The primary pollutants monitored in this study include sulfur dioxide (SO₂), nitrogen oxide (NO), nitrogen dioxide (NO₂), nitrogen oxides (NOₓ), ozone (O₃), and particulate matter (PM10). Meteorological variables such as temperature, wind speed, humidity, and atmospheric pressure were also collected from the same location to support a holistic forecasting approach.

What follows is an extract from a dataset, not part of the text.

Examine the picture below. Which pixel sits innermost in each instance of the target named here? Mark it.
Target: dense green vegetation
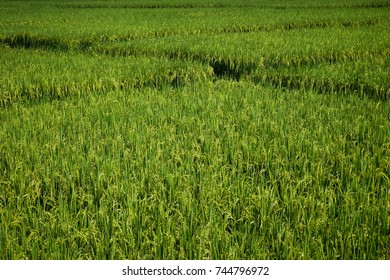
(195, 129)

2.2 Permits and ethical approval
In this study, no specific permits were required, as it utilized publicly accessible air quality and meteorological data from the Turkish Ministry of Environment, Urbanization, and Climate Change via the National Air Quality Monitoring Network. The research did not involve field site access, specimen collection, or human participants, and therefore did not require ethical approval or special permissions.
2.3 Data preprocessing
To prepare the dataset for machine learning modeling, the following preprocessing steps were applied:
Missing Data Treatment: Short gaps in the time series were addressed using linear interpolation, while long gaps (exceeding 10% of the total records) were removed to maintain data quality.Normalization: All numerical features were normalized using Min-Max scaling to standardize the input range between 0 and 1.Seasonal Classification: Each data record was classified by season (Spring, Summer, Autumn, Winter) according to its temporal occurrence. This would enable the examination of seasonal influence on pollutant concentrations.Feature Selection: Statistical correlation analysis was conducted to identify and retain the most influential input variables for forecasting each pollutant.
2.4 Model selection
Given the nonlinear dynamics and temporal dependencies of air pollution data, the Nonlinear Autoregressive model with Exogenous Inputs (NARX) was selected. NARX models incorporate feedback loops and time-lagged dependencies, making them well-suited for capturing complex patterns in time-series data. Unlike traditional models like Multiple Linear Regression (MLR) or conventional neural networks, the NARX model excels in forecasting scenarios where both seasonal variation and delayed input-output relationships are significant. This selection is also supported by recent literature demonstrating NARX’s superior performance in environmental prediction applications.
2.5 Model configuration
The dataset was partitioned chronologically into two segments: Training set (2015–2018) and Testing set (2019). This temporal division follows an 80:20 ratio, ensuring the model learns from historical patterns and validates performance on prospective data. Model optimization was conducted using the Levenberg–Marquardt (trainlm) algorithm. This methodology ensures reliable model performance and supports accurate forecasting under actual urban pollution conditions. Table 1 presents a statistical summary of training and testing datasets, including descriptive statistics such as minimum, maximum, mean, and standard deviation for key air pollutants (SO₂, NO, NO₂, NOₓ, O₃, PM₁₀) and meteorological parameters. These statistics demonstrate the range and variability of environmental conditions in Esenyurt during the study period and provide essential context for understanding pollutant behavior and distribution patterns. The observed concentration peaks and seasonal fluctuations support the selection of a dynamic nonlinear forecasting approach such as NARX.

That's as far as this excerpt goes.